Il cosiddetto “Space Act” dell’Unione Europea, proposto dalla Commissione il 25 giugno 2025, è il tentativo di armonizzare le attività spaziali europee. Il regolamento si concentra sulla sicurezza, la resilienza e la sostenibilità ambientale delle infrastrutture e relativi servizi, cercando di fornire una cornice normativa comune all’interno dell’Unione Europea.
Tra gli elementi indubbiamente positivi figura la volontà di superare l’attuale frammentazione normativa, causata dalla proliferazione di leggi nazionali spesso dettate da logiche di moda più che da esigenze strategiche (sono già 13 gli Stati membri ad aver adottato normative autonome, tra cui l’ultima ad accodarsi proprio l’Italia).

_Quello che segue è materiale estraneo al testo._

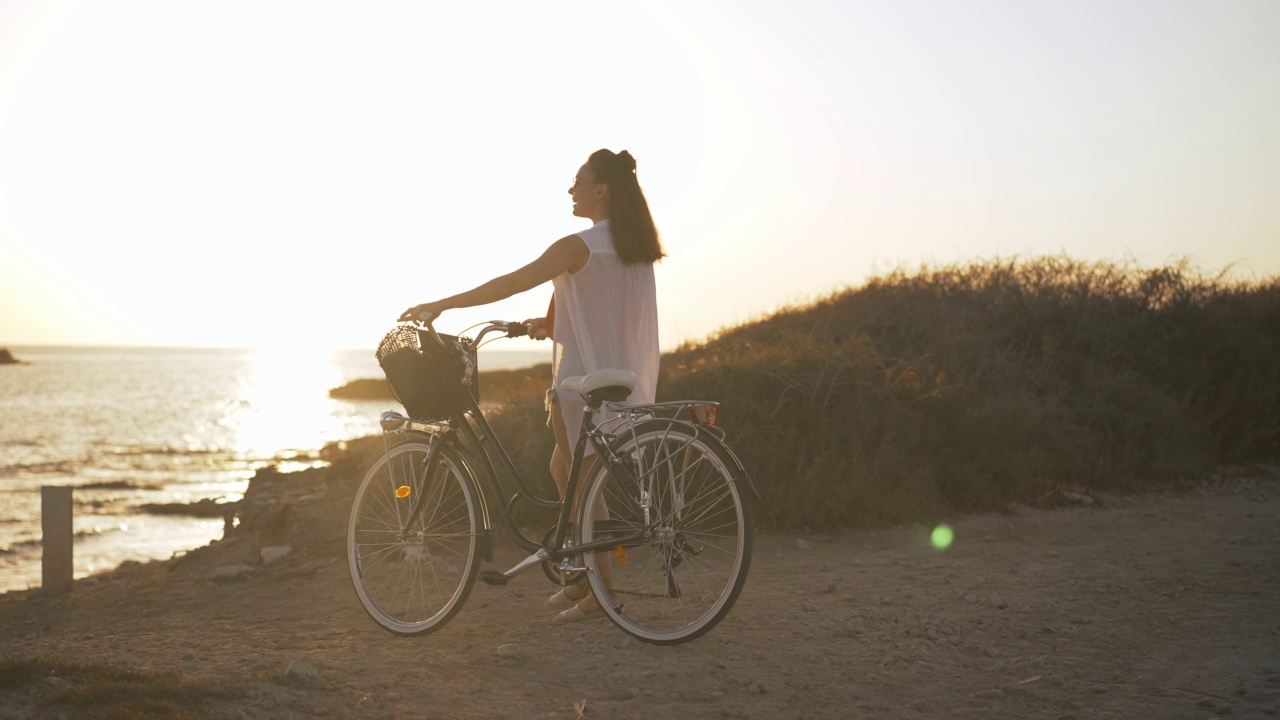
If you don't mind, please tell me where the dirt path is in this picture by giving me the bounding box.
[0,471,1280,720]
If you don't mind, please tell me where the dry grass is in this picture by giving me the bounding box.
[0,657,244,720]
[332,256,1280,529]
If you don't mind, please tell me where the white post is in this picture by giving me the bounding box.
[40,486,74,592]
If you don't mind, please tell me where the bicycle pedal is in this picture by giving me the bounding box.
[480,570,511,585]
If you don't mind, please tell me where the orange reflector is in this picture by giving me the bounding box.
[691,405,719,425]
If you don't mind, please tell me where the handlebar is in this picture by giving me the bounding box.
[410,311,529,351]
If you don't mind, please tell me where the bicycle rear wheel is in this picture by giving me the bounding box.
[579,420,751,644]
[347,438,480,635]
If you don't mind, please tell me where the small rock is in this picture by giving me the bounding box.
[284,660,320,680]
[257,544,293,565]
[498,643,521,660]
[209,565,257,583]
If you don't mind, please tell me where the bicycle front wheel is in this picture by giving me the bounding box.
[579,420,751,644]
[347,438,480,635]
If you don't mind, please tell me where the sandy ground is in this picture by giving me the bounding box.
[0,468,1280,719]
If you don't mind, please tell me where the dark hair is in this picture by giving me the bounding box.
[586,150,666,265]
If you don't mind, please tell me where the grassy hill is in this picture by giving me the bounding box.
[332,256,1280,529]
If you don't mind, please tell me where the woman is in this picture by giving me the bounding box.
[401,150,664,623]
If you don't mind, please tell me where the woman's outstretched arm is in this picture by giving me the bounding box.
[401,234,590,320]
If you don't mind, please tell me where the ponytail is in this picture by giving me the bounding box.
[586,150,666,265]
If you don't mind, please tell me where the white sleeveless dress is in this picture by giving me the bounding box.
[552,219,659,455]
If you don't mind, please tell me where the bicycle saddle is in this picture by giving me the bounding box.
[561,368,636,398]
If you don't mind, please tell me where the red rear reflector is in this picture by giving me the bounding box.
[690,405,719,425]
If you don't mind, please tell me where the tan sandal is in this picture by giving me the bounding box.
[552,594,604,625]
[543,585,591,610]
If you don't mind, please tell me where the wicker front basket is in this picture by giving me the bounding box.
[375,325,479,420]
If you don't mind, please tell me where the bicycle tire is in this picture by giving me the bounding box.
[577,420,753,644]
[347,438,481,635]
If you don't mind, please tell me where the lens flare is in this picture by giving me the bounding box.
[929,524,956,550]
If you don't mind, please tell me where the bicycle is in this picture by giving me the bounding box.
[347,320,755,644]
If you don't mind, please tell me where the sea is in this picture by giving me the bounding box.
[0,346,550,592]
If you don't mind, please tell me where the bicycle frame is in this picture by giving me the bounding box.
[384,379,653,579]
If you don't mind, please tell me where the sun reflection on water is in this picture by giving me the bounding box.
[229,348,374,465]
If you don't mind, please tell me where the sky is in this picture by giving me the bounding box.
[0,0,1280,348]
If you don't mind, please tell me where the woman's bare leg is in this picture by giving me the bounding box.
[550,401,613,612]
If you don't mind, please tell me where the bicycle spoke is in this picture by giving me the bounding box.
[348,441,480,634]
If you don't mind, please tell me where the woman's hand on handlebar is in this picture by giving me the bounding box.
[525,318,550,340]
[399,302,444,323]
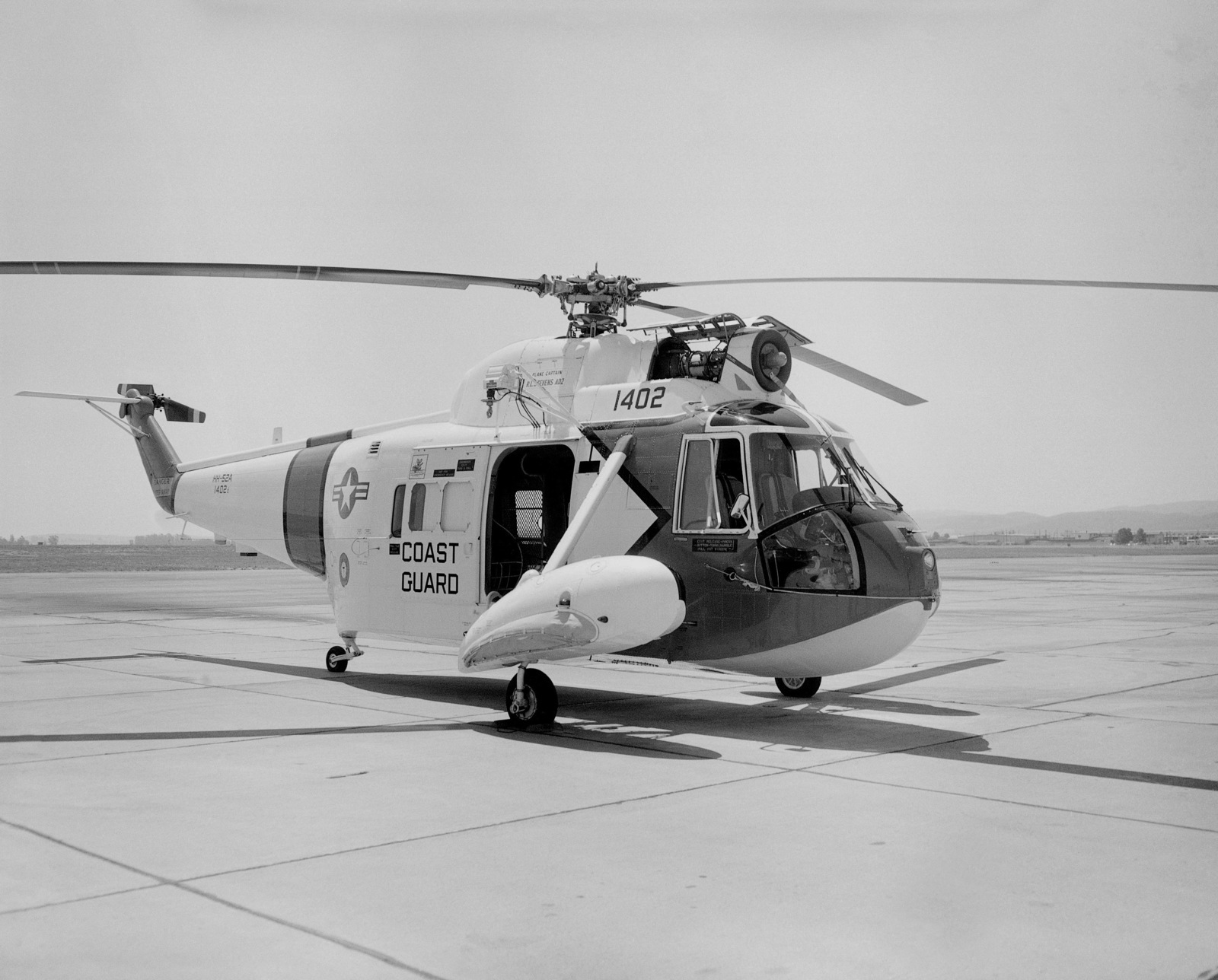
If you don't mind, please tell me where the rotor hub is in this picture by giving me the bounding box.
[537,269,638,337]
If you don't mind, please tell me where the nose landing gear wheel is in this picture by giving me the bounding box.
[773,677,821,698]
[507,668,558,728]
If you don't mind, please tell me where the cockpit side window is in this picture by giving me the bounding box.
[749,432,850,527]
[678,436,745,531]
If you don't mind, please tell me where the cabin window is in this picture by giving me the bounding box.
[388,483,406,538]
[678,436,745,531]
[485,444,575,595]
[407,483,428,531]
[440,481,473,531]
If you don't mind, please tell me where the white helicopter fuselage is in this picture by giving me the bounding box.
[172,323,938,676]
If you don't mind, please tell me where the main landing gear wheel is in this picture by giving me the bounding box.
[773,677,821,698]
[507,668,558,728]
[325,647,347,673]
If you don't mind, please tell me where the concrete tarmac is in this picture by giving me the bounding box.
[0,555,1218,980]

Lo “Space Act” propone standard armonizzati che dovrebbero agevolare le operazioni transfrontaliere e migliorare la prevedibilità per investitori e operatori, in particolare per le PMI e le imprese del cosiddetto “New Space”. Elementi di significato: l’introduzione di un’autorizzazione unica per intere costellazioni, anziché per singoli satelliti; la maggiore durata autorizzata delle missioni; un quadro più chiaro in materia di cybersicurezza. Questo, dovrebbe rafforzare la competitività industriale e stimolare la crescita di nuovi mercati, come quelli relativi alla rimozione dei detriti orbitali e ai servizi in orbita.
Tuttavia, a dispetto del titolo ambizioso, lo “Space Act” si configura in realtà come un “Satellite Act”. L’intero impianto normativo si concentra esclusivamente sulle piattaforme satellitari in orbita terrestre.
Il problema principale in questo senso è l’assenza di una definizione chiara dei limiti di competenza. Questa lacuna rischia di generare gravi incertezze interpretative in futuro, soprattutto in vista della naturale espansione della cosiddetta in-space economy verso le orbite cislunari e lo sfruttamento delle risorse extra-atmosferiche.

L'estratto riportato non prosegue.